Interest on interest
45 In some instances, the applicants have been subjected to shortfall interest charges (“SIC”) which replace the GIC applied to income tax shortfalls for the period before assessments are amended. The amounts claimed by EGL, Ligon 268 and Binqld include both GIC and SIC
46 The Andrew Binetter parties submitted that, by claiming interest under s 51A, the applicants are seeking to claim “interest on interest” to the extent that s 51A interest is claimed on amounts of GIC or SIC which are analogous to an interest charge. Section 51A(2) provides that s 51A(1) does not authorize the giving of interest upon interest or of a sum in lieu of such interest.

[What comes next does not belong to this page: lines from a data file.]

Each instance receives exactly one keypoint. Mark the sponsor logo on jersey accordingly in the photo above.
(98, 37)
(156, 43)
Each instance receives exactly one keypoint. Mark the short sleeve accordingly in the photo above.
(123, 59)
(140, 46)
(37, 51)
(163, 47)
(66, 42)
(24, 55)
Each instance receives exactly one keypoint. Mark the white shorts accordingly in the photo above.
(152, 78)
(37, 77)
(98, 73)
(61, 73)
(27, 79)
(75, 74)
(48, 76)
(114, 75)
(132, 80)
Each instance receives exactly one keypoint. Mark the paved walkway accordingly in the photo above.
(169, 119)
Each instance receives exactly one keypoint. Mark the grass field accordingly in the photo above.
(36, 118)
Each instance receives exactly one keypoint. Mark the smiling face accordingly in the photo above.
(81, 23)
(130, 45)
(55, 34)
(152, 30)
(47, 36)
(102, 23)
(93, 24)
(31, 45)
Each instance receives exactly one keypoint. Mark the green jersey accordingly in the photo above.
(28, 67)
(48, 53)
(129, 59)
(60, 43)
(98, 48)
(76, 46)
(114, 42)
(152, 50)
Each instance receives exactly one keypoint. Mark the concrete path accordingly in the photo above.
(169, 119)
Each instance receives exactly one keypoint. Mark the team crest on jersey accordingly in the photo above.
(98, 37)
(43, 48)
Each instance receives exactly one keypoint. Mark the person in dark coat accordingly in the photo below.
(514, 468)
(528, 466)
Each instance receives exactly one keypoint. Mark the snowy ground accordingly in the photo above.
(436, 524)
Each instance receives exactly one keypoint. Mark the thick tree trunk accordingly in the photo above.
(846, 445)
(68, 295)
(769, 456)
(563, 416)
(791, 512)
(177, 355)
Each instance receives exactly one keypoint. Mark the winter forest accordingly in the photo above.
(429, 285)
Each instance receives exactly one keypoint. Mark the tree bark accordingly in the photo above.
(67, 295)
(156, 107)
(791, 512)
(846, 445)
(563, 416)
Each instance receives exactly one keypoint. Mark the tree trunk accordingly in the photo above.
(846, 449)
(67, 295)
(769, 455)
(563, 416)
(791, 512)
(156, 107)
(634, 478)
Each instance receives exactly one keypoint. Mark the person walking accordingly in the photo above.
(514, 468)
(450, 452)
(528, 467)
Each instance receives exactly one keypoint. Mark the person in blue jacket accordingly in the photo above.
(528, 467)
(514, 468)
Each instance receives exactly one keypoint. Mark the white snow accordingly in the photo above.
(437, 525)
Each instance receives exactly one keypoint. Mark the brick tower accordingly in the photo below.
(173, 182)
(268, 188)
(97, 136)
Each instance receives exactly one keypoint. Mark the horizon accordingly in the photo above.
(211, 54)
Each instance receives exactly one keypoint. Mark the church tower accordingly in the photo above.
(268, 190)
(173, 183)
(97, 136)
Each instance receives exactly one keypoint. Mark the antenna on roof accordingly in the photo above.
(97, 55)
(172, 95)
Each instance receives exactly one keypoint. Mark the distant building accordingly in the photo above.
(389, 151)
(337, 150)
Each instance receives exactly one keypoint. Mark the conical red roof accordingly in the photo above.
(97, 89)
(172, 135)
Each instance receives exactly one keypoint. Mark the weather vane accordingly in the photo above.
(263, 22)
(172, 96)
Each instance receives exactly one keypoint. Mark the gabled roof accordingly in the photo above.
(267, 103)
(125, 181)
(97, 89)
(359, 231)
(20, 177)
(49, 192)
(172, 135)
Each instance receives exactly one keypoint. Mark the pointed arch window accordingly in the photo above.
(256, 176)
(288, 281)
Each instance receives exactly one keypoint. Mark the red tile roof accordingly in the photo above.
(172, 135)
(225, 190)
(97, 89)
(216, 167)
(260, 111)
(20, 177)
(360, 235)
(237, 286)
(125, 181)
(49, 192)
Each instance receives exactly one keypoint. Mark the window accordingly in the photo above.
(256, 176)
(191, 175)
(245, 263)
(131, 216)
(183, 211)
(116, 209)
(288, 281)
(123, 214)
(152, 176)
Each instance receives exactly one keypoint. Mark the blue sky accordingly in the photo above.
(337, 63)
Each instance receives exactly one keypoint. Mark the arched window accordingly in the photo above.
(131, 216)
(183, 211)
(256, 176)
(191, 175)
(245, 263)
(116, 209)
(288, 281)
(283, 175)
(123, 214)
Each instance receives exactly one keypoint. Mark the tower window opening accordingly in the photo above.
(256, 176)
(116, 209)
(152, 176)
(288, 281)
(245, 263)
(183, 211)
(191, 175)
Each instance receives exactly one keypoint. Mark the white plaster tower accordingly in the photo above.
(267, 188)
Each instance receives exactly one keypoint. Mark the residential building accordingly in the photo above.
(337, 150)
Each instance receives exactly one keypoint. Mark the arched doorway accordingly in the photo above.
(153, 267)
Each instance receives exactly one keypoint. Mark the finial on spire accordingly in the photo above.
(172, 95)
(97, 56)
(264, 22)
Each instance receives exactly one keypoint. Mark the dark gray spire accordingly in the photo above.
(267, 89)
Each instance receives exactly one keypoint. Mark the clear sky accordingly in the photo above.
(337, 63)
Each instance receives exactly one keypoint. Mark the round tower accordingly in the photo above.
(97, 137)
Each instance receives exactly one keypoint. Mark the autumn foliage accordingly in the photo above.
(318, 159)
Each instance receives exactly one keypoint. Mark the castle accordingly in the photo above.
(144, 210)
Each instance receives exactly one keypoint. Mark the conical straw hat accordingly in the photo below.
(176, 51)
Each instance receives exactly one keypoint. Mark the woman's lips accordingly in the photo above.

47 In Smith v Boné, re ACN 002 864 002 Pty Ltd (in liq) (No 2) [2015] FCA 389; (2015) 233 FCR 568 (Smith v Boné) at [21], I concluded that interest under s 51A(1) was not payable on so much of an amount recoverable under s 588M(2) of the Corporations Act that was calculated by reference to interest on unpaid tax. The Andrew Binetter parties argued that I should reach a similar conclusion in this case.
48 Mr Marshall SC argued that my conclusion in Smith v Boné was wrong and was based upon a misapplication of the decision of Bryson J in Bans Pty Ltd v Ling (1995) 36 NSWLR 435. In the latter case, Mr Marshall SC argued, the Court was not dealing with a question of interest on an award of damages or equitable compensation but rather a question of the joint and several liability of a director for insolvent trading under s 556 of the Companies (New South Wales) Code 1981. Mr Marshall SC also drew attention to authorities in which pre-judgment interest was awarded on damages which included interest paid or foregone, namely Hexiva Pty Ltd v Lederer (2) [2007] NSWSC 49; Bushwall Properties Ltd v Vortex Properties Ltd [1975] 2 All ER 214; Harvey v Rogers (1983) 32 SASR 247; Duffy v Hepron Pty Ltd [2007] QSC 106; Zografakis v McCarthy [2007] NSWSC 144; (2007) 13 BPR 24,365; Stuart Earle (Real Estate) Pty Ltd v Baines [1988] NSWCA 149.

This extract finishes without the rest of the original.